Parameters for command-line calling

  • in_file : string. Path to the DE dataset. The dataset must contain the gene names, the p-values and the log2Fold values in columns as follows:
gene log2Fold p-value
ENSG00000162391 -2.569 0.0054
ENSG00000181965 1.559 0.0015
... ... ...

The names in the column genes are the ones to be shown in the plot for selected genes (see below n_names2show). The name of the columns do not need to be the same as in this example (see below gene_col, pval_col and log_col).

  • out_file : string. Path to the file where the plot is going to be saved. The name of the file must have the desiderd format. Available formats are the ones supported by matplotlib, such as .pdf, .png, .svg, etc.
  • pval : float (optional).

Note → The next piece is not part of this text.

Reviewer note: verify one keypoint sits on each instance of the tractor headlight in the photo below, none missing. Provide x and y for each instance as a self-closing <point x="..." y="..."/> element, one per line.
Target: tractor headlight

P-value threshold that determines significance. A horizontal line will be drawn in the plot corresponding to this value. Defaults to 0.01.
  • log2F : float (optional). Log2Fold value threshold that determines significance. Two vertical lines will be drawn in the plot corresponding to this value and its opposite. Defaults to 1.
  • gene_col : string (optional). Name of the column corresponding to gene names in the DE dataset. Defaults to 'gene'.
  • pval_col : string (optional). Name of the column corresponding to p-values in the DE dataset. Defaults to 'padj'.
  • log_col : string (optional). Name of the column corresponding to log2Fold values in the DE dataset. Defaults to 'log2Fold'.
  • n_names2show : int (optional). Number of top gene names to show. The genes are sorted by ascending p-value and by descending absolute value of log2Fold change, giving priority to the former. If the number of significant genes is higher than this number, only the names of significant genes are shown. Defaults to 0.
  • title : string (optional). Title of the plot to be written on top of the plot. Defaults to 'Volcano plot'.
  • up_color : string (optional). Color for the up-regulated genes. Defaults to 'green'.
  • down_color : string (optional). Color for the down-regulated genes. Defaults to 'red'.
  • width : int (optional). Width of the figure in inches. Defaults to 8.
  • height : int (optional). Height of the figure in inches. Defaults to 8.

2.2 Importing as a module

A script or notebook running in the same directory as pyVolcano.py can import the function volcano as follows:

from pyVolcano import volcano

As the function volcano returns a matplotlib.axes.Axes object, a figure and an axes should be created to make the plot.

from matplotlib import pyplot as plot
fig,ax = plt.subplots()
ax = volcano(df,ax,pval=0.01,log2F=1,gene_col='gene',pval_col='p-val',
        log_col='log2F',n_names2show = 10,title = 'Volcano plot',
        up_color='green',down_color='red')
plt.show()

Parameters of python function

  • df : pandas DataFrame holding the differential gene expression data with the same structure as the input file explained above. Other columns are ignored but allowed.
  • ax : matplotlib.axes.Axes. Axes where to plot the Volcano plot.
  • pval : float (optional). P-value threshold that determines significance. Defaults to 0.01.
  • log2F : float (optional). Log2Fold value threshold that determines significance. Defaults to 1.
  • gene_col : string (optional). Name of the column corresponding to gene names in the DE dataset. Defaults to 'gene'.
  • pval_col : string (optional). Name of the column corresponding to p-values in the DE dataset. Defaults to 'padj'.
  • log_col : string (optional). Name of the column corresponding to log2Fold values in the DE dataset. Defaults to 'log2Fold'.
  • n_names2show : int (optional).Number of top gene names to show. Defaults to 0.
  • title : string (optional). Title of the plot to be written on top of the plot. Defaults to 'Volcano plot'.
  • up_color : string (optional). Color for the up-regulated genes. Defaults to 'green'.
  • down_color : string (optional). Color for the down-regulated genes. Defaults to 'red'.